The Tortoise And The Hare
By way of the Atlantic Review, we have this article in the Globalist, which offers the solution to Europe's market woes. And it's not "be like America." By balancing government spending, taking advantage of cheap-but-highly-skilled Eastern European labor, and controlled deregulation, Europe can defeat the stark predictions made in the OECD survey on economic policy.
I find some facets of the report itself hard to swallow. Presumptions on personal wealth and GDP are made from a decidedly American point of view, and linking their decline to a general "decline and fall of Europe," as Washington Post columnist Fareed Zakaria does, shows a general ignorance of European economic policy. There's a prevailing image of the European market being a bunch of old men smoking cigars and going home at 3:00 while they are being outmoded by Koreans delivering pizzas on their bikes. As if Europe has some catching up to do with America in the global market. It's okay, it's happening more surely than you think -- the EU just isn't willing to invade countries and grandstand against its allies to stimulate growth.
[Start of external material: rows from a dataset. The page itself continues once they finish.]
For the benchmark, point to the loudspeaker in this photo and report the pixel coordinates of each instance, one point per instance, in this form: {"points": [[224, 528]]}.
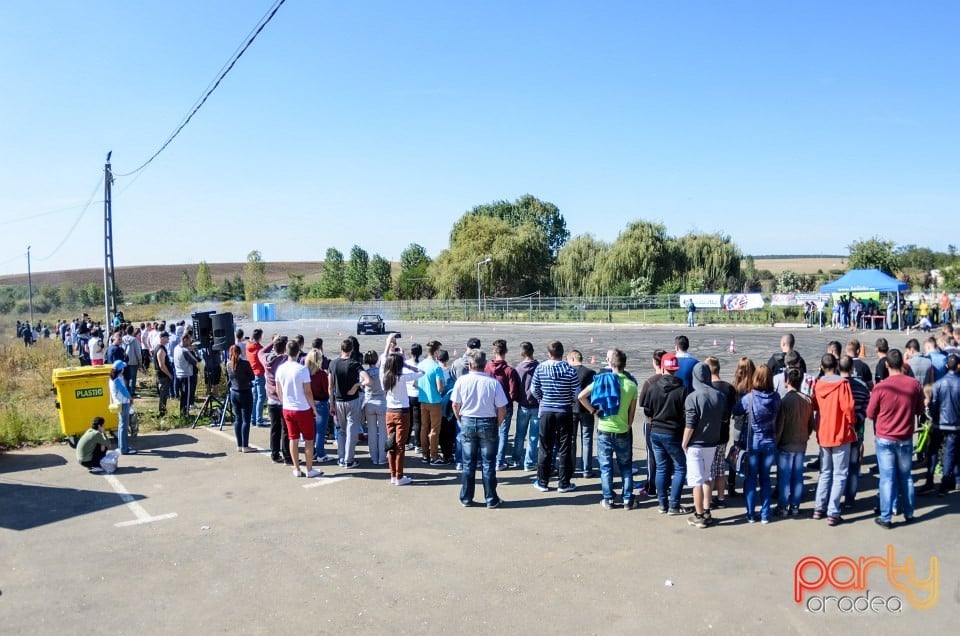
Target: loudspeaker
{"points": [[203, 328], [223, 332]]}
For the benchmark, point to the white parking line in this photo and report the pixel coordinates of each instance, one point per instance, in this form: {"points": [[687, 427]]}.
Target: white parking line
{"points": [[320, 481], [141, 515], [314, 483]]}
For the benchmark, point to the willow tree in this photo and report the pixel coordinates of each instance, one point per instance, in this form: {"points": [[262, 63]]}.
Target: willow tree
{"points": [[641, 252], [519, 259], [711, 262], [574, 273]]}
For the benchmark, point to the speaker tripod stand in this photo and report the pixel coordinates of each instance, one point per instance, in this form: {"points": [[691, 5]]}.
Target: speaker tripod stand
{"points": [[215, 409]]}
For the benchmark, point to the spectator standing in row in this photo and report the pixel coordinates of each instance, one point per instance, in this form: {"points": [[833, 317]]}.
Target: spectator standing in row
{"points": [[555, 385], [479, 403], [614, 428], [510, 383], [894, 406]]}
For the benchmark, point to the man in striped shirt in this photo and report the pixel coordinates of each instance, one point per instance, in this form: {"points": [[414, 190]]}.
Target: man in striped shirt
{"points": [[556, 385]]}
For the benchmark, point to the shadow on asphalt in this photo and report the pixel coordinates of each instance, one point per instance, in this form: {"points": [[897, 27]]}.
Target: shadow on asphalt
{"points": [[150, 442], [27, 506], [16, 462]]}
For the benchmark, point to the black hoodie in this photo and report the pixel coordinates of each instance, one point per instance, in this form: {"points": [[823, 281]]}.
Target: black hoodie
{"points": [[663, 403]]}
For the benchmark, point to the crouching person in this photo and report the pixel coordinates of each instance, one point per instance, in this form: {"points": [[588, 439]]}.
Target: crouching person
{"points": [[93, 445]]}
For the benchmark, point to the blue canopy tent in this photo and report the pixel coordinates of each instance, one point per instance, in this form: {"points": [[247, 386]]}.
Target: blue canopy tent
{"points": [[865, 280]]}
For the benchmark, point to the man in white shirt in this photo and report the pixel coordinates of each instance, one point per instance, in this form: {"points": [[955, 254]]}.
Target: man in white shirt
{"points": [[299, 409], [480, 404]]}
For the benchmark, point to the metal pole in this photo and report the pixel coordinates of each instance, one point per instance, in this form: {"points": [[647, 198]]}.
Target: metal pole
{"points": [[30, 286]]}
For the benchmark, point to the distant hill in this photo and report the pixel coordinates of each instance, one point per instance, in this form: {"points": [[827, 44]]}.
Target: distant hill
{"points": [[150, 278]]}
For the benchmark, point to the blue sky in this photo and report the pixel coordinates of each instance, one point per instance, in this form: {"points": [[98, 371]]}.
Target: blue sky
{"points": [[793, 127]]}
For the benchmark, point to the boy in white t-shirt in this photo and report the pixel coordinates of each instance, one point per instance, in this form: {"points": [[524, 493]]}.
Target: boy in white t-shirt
{"points": [[299, 409]]}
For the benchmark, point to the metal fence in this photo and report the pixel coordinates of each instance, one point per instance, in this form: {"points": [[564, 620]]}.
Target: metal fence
{"points": [[659, 308]]}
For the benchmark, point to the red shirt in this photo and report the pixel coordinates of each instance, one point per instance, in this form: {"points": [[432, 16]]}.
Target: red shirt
{"points": [[893, 405], [252, 349]]}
Is that the real problem?
Plus, I challenge anyone to prove to me that we will see the average income go up for the US, because I am just not seeing that. It'll suffer far worse than the EU will in the face of outsourcing and labor disputes (or lack thereof), and I want to see that.
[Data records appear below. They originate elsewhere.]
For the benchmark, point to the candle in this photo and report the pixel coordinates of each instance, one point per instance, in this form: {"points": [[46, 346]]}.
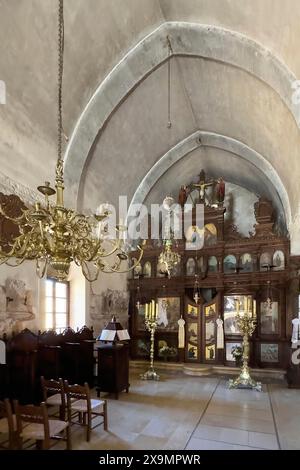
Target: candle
{"points": [[146, 311], [237, 301]]}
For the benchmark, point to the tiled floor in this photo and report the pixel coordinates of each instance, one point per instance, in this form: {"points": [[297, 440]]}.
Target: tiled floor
{"points": [[184, 412]]}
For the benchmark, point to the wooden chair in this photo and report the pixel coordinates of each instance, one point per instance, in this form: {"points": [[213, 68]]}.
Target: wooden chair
{"points": [[33, 423], [54, 395], [8, 425], [79, 401]]}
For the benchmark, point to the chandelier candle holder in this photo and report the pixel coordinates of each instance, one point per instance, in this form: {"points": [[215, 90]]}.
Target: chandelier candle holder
{"points": [[247, 322], [54, 236], [151, 314]]}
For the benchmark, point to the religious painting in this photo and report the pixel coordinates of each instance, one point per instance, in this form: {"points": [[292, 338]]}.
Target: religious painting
{"points": [[230, 313], [230, 347], [278, 260], [210, 352], [192, 333], [265, 261], [176, 271], [269, 352], [192, 351], [168, 313], [229, 264], [246, 263], [137, 270], [141, 318], [210, 310], [269, 318], [194, 238], [147, 269], [192, 311], [210, 235], [212, 264], [190, 267], [166, 350], [201, 267], [210, 327], [160, 270]]}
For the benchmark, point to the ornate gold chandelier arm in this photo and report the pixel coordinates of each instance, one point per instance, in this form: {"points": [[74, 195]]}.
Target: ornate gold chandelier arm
{"points": [[112, 269], [87, 274], [40, 273], [15, 220]]}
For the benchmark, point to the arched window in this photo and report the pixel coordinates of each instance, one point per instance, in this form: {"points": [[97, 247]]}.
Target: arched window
{"points": [[265, 260]]}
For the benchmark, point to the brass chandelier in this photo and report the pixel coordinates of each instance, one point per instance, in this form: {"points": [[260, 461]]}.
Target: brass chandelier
{"points": [[55, 236]]}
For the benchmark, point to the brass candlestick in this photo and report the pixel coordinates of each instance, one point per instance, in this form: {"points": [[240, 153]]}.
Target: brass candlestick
{"points": [[151, 313], [247, 324]]}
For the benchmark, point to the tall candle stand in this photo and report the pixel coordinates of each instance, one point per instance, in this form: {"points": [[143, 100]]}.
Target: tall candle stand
{"points": [[247, 324], [151, 314]]}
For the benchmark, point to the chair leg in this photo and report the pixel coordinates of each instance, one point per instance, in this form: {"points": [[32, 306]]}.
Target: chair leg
{"points": [[105, 416], [68, 438], [89, 427], [62, 413]]}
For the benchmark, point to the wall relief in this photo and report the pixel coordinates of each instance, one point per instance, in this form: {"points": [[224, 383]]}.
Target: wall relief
{"points": [[16, 301]]}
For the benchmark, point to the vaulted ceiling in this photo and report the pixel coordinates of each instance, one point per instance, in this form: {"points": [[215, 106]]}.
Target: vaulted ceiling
{"points": [[232, 80]]}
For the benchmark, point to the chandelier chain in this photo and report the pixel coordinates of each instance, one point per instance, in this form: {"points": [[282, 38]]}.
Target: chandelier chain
{"points": [[60, 76], [170, 53]]}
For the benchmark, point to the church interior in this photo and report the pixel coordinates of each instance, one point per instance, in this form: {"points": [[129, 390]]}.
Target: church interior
{"points": [[149, 225]]}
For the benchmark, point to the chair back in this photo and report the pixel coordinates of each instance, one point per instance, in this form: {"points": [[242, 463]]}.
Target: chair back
{"points": [[52, 387], [6, 412], [77, 392], [32, 414]]}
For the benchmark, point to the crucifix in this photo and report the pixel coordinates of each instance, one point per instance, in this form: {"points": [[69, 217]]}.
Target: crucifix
{"points": [[202, 185]]}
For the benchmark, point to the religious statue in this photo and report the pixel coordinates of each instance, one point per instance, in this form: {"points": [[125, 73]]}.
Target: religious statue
{"points": [[221, 191], [162, 318], [202, 185], [296, 332], [20, 300], [220, 333], [181, 324], [182, 197]]}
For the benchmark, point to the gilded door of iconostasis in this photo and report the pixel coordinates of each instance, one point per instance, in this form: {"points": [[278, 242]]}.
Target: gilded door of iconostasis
{"points": [[201, 330]]}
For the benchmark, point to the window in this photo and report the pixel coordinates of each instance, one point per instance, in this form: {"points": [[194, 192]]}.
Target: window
{"points": [[57, 305]]}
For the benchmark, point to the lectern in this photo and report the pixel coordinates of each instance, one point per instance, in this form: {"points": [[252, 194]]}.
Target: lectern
{"points": [[113, 360]]}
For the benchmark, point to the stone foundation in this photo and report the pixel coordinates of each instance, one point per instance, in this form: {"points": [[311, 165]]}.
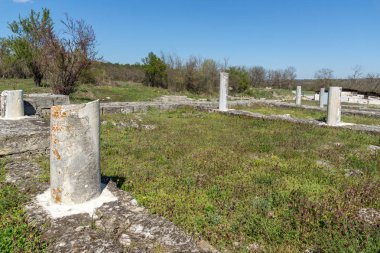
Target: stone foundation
{"points": [[118, 226]]}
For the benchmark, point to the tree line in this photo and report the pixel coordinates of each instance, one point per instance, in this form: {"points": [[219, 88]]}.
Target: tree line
{"points": [[62, 59], [35, 49]]}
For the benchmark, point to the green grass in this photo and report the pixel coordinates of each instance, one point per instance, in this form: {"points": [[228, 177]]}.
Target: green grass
{"points": [[235, 181], [121, 92], [15, 234], [267, 93], [310, 114]]}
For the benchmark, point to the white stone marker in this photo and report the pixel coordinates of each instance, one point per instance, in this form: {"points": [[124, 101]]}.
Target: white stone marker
{"points": [[12, 104], [321, 94], [298, 95], [334, 107], [75, 153], [223, 91]]}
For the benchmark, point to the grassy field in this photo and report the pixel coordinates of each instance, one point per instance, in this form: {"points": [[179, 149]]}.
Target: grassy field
{"points": [[15, 234], [309, 114], [238, 181], [125, 91], [121, 92]]}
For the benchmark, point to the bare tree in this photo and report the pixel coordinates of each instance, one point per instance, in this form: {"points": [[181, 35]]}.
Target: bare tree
{"points": [[289, 76], [257, 76], [70, 54], [373, 81], [324, 76], [355, 78]]}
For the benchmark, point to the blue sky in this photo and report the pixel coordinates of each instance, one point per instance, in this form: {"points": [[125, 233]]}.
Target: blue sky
{"points": [[306, 34]]}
It's also argued that the restrictive lending and fiduciary concern in Europe is actually an asset, citing the now-bursting real estate bubble. Sufficiently persuasive: but, as Hutchinson notes, EU policy-makers are unfortunately not heading in this direction.

Comments
Wait, you WANT to see American wages go down? Why? I don't. Yeah, I read the survey, too. It's interesting, but we economists are a pretty clueless population -- sorry about the stereotype, but what passes for economics is so often the myopic drivel of those who couldn't hack it in the real arts and sciences, isn't it? I mean, we've all said for decades now that the standard of living in the US is higher than that of the Europeans, always based on comparisons of factory workers' wages and currency exchange and other meaninglessness. What about the huge number of dirt poor people in America, murders, per capita child abuse cases, American wage-slavery on the one hand, and then on the other hand you have millions of European dead in the World Wars and holocaust. Do these topics factor into a discussion of living standard, or are they too big, too historic, and therefore too unfathomable? So, we go back to counting our beans, eating, screwing, and listening to music.
Sam; March 8, 2006 2:33 AM
The old smokin' Europeans vs. the Korean pizza-delivery kids -- that's a good line.